Dibangun dengan material utama berupa kayu Uru, rumah yang menyerupai perahu telungkup dengan buritan ini didirikan tanpa unsur logam, bahkan tanpa paku.
Ornamen ukiran yang didominasi warna merah, kuning, dan hitam semakin mempercantik rumah tongkonan.
Rumah Adat Suku Bugis
Menjunjung tinggi adat Sulawesi Selatan dan nilai-nilai agama Islam, rumah adat suku Bugis menghasilkan perpaduan desain yang unik, salah satunya adalah keharusan untuk menghadap kiblat.
Berdasarkan status sosialnya, rumah ini terbagi menjadi 2 jenis, yakni: Rumah Saoraja (Sallasa) untuk kaum bangsasan dan Rumah Bola untuk orang biasa.
Mengutip buku Vernacular Arsitektur : Perspektif Anatomi Rumah Bugis, Dr. Naidah Naing, S.T., M.Si., (2020:23), rumah adat ini terdiri dari 3 bagian, yaitu:
Rakkeang: untuk menyimpan berbagai barang berharga seperti keris, emas, dan perak serta persediaan makanan.
Bola atau kalle bala: ruang khusus untuk kebutuhan pemiliknya, seperti kamar tidur, ruang tamu, atau dapur.
Awasao atau passiringan: ruang penyimpanan ternak, alat pertanian, dan alat untuk bekerja lainnya.
Rumah Adat Suku Mandar
Menyerupai rumah adat Bugis, perbedaannya terletak pada teras yang lebih besar daripada rumah adat lainnya.

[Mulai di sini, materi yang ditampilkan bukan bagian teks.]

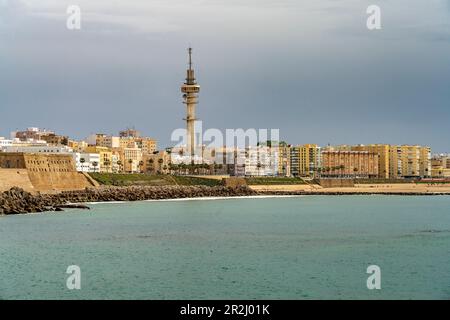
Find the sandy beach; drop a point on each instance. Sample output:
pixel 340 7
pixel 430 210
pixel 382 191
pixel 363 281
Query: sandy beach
pixel 412 188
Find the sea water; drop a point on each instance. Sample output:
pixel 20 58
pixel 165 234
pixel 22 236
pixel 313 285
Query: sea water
pixel 310 247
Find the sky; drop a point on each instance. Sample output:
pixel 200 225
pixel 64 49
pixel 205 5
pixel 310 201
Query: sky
pixel 309 68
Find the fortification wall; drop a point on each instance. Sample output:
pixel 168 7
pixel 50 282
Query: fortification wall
pixel 41 172
pixel 15 178
pixel 58 181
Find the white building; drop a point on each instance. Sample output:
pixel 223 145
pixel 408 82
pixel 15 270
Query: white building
pixel 103 140
pixel 261 161
pixel 4 143
pixel 87 162
pixel 36 148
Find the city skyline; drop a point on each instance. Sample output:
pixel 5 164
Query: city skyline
pixel 316 72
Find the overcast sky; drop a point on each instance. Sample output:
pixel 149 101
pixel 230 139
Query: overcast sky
pixel 310 68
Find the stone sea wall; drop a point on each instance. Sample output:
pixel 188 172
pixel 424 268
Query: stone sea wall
pixel 17 200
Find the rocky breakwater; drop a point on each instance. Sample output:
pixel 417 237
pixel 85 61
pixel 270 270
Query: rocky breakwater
pixel 17 201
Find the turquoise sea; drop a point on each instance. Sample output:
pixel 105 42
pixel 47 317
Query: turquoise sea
pixel 310 247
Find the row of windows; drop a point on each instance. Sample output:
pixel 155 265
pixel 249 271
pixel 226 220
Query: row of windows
pixel 49 161
pixel 49 170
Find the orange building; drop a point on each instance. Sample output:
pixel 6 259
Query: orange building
pixel 351 164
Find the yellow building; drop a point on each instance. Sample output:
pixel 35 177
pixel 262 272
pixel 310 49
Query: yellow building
pixel 106 161
pixel 352 164
pixel 77 146
pixel 157 163
pixel 408 161
pixel 383 157
pixel 147 145
pixel 440 167
pixel 284 160
pixel 305 160
pixel 132 160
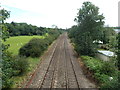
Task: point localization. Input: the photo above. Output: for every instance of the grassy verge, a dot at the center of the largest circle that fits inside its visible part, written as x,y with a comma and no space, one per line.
33,62
17,42
105,72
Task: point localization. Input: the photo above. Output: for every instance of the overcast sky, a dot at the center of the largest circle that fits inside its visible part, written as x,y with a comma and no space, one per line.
56,12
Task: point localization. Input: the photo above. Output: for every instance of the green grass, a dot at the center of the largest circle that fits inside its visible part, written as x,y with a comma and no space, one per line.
15,44
33,62
18,41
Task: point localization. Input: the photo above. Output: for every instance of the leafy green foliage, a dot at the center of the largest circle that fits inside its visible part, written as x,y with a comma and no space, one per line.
19,65
17,29
90,23
105,72
35,47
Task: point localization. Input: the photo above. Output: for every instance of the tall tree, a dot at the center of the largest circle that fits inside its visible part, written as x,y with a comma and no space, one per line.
118,52
90,23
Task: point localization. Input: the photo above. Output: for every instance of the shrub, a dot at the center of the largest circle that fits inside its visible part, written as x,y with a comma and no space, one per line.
108,68
19,65
34,48
103,71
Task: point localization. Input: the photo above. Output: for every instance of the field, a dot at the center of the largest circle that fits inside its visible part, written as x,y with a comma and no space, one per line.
18,41
15,44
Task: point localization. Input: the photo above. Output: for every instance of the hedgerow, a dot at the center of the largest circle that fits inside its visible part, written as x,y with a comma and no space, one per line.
105,72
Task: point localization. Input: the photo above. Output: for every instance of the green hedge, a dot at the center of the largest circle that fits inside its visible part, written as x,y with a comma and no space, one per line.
35,47
105,72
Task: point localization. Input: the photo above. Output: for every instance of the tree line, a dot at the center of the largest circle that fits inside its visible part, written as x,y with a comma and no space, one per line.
20,29
18,65
85,36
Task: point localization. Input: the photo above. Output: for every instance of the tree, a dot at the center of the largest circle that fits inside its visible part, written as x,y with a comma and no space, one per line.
90,23
118,52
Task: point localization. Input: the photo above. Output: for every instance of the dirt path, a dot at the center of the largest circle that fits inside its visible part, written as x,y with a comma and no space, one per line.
59,68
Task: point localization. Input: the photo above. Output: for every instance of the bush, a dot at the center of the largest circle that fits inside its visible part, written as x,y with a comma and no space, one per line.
103,71
34,48
19,65
108,68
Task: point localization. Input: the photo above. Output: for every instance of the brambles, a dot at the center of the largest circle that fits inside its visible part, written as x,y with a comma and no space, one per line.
105,72
35,47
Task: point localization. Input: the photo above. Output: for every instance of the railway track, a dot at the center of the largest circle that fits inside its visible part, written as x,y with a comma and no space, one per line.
59,68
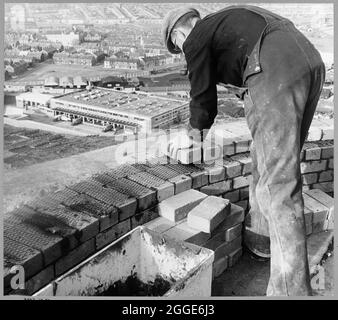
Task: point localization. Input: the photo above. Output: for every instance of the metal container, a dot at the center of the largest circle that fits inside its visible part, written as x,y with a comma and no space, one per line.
148,255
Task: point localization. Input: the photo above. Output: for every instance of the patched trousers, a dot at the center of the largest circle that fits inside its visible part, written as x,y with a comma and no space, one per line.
279,106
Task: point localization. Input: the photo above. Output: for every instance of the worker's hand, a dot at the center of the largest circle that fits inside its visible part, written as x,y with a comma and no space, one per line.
182,141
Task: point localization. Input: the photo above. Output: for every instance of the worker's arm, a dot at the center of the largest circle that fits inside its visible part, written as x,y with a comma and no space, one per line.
203,93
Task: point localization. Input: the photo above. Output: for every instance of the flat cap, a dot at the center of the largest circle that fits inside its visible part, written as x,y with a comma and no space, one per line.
169,22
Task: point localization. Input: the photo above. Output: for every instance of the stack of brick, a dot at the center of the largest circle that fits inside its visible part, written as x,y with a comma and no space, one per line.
56,232
208,221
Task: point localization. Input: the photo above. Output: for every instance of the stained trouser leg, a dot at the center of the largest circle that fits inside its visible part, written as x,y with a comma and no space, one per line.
256,235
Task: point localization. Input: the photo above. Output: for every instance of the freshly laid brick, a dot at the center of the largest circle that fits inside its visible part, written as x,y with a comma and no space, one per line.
222,248
240,182
182,183
163,188
38,281
244,193
75,257
310,178
232,168
312,151
16,253
326,176
159,225
234,257
217,189
111,234
232,196
219,266
208,214
313,166
324,186
177,207
50,245
143,217
233,232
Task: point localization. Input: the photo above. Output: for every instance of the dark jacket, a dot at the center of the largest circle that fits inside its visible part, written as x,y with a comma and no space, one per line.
220,49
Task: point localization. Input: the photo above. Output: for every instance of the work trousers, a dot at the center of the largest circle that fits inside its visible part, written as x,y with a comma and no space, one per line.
279,106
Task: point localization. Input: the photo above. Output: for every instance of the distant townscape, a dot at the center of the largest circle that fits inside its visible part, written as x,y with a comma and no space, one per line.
102,69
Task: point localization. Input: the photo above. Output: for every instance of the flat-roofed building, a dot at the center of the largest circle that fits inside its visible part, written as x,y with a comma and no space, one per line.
134,111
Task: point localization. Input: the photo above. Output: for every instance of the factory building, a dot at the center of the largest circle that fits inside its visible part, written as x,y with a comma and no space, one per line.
128,111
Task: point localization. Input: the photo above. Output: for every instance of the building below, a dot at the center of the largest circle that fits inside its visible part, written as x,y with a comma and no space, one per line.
128,111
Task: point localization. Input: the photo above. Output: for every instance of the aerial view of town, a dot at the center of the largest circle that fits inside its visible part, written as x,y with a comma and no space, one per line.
81,80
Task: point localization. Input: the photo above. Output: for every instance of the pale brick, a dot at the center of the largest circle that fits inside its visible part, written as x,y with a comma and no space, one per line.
208,214
113,233
310,178
222,248
232,196
234,257
244,193
313,166
217,189
324,186
233,232
75,257
219,266
326,176
182,183
177,207
159,224
232,169
240,182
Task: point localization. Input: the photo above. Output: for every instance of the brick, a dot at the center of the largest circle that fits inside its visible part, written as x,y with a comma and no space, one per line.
324,186
314,134
308,229
233,232
310,178
232,169
326,176
188,156
16,253
331,163
244,193
240,182
38,281
51,246
243,204
208,214
328,134
159,224
75,257
327,152
217,189
222,248
177,207
312,153
313,166
219,266
182,183
232,196
143,217
113,233
107,215
234,257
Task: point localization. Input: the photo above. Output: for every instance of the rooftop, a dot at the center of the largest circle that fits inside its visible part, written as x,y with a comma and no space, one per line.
130,103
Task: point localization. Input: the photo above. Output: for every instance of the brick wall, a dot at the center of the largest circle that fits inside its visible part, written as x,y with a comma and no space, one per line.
51,235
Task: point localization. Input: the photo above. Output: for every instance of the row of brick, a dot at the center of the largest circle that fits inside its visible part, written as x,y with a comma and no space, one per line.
98,210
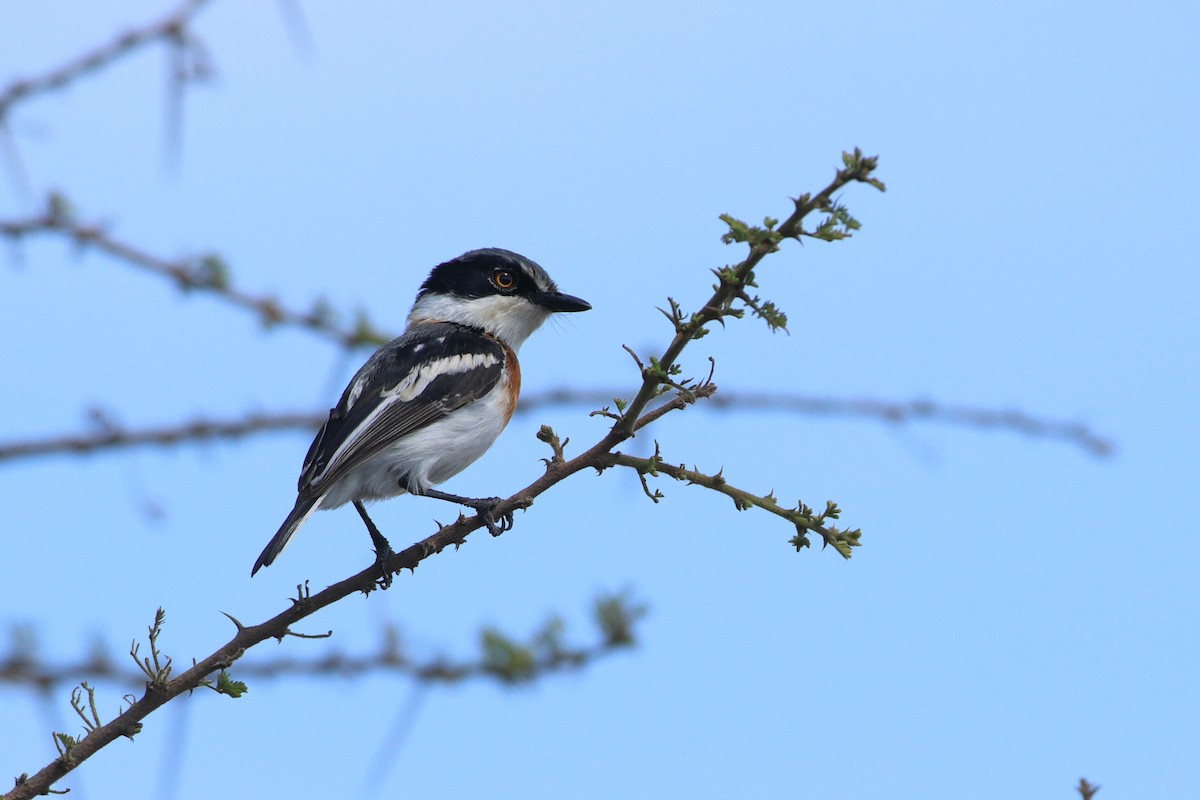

Rumah adat suku Mandar didominasi oleh penggunaan warna gelap, tetapi ada pula yang mempertahankan warna asli kayu yang menjadi bahan baku utamanya.
Rumah Adat Suku Luwuk
Rumah adat suku Luwuk memiliki 88 tiang berbahan utama kayu dengan ukuran atap yang lebih besar daripada badan rumahnya.
Disebut juga dengan rumah Langkanae, rumah adat ini memiliki tiga ruangan dengan fungsi yang berbeda, yaitu:
Tudang sipulung untuk menampung tamu.
Ruang tengah sebagai tempat privasi keluarga dan tempat beristirahat.
Ruang belakang yang berisi dua kamar berukuran kecil.
Jika suatu hari nanti kamu berkesempatan untuk mengunjungi Sulawesi Selatan, ingatlah untuk mengunjungi rumah-rumah di atas juga, yah.(BRP)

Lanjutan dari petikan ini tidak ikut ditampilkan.